Let the curry sauce thicken

-Let everything cook, but keep stirring often as the curry sauce is very thick;

Saucy Japanese Curry with Quorn and Vegetables

-Taste and make sure that the vegetables and Quorn are hot and cooked through, serve with the rice.


Japanese Curry with Quorn Fillets and Vegetables

Korean Dumplings and Chinese Tea Feast

Do you often have oriental food? What are your favourite dishes?

Do you go to restaurants or recreate Asian dishes at home?

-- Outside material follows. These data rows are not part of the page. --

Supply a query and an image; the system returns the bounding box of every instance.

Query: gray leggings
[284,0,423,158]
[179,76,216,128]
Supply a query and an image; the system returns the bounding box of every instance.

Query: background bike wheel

8 thoughts on “Vegetarian Oriental Feast – Korean Dumplings and Japanese Curry

  1. I’d never heard of Quorn before, but I’ll keep an eye out for it … seems to be a versatile ingredient. Of course, even a pair of socks would taste good in a little Japanese curry (something that I find oddly addictive for reasons I can’t quite put my finger on).


    • Hi Jean-Francois!
      Where do you live? I have only seen Quorn in the U.K. but I checked their site and it’s sold in several other countries.
      It’s so versatile, and as it’s vegetarian it’s great to enable me to make the same dish for my (meat-eating) boyfriend and I.
      Japanese curry is one of the tastiest meals ever 🙂 Is it popular in Singapore too? When I was in China I regularly went to several Japanese restaurants and it was one the most wanted meals!


      • I live in LA now, though I travel to Singapore & Kuala Lumpur frequently for work (am in KL now). I haven’t had too much Japanese curry in this part of the world (though it’s here to be had, I think), but had plenty in the 13 years I lived in Japan.


      • I live in LA now, though I travel to Singapore & Kuala Lumpur frequently for work (am in KL now). I haven’t had too much Japanese curry in this part of the world (though it’s here to be had, I think), but had plenty in the 13 years I lived in Japan.

        I just did a quick check, and it looks like there are a few places to get quorn in LA. I’ll give it a try when I get back.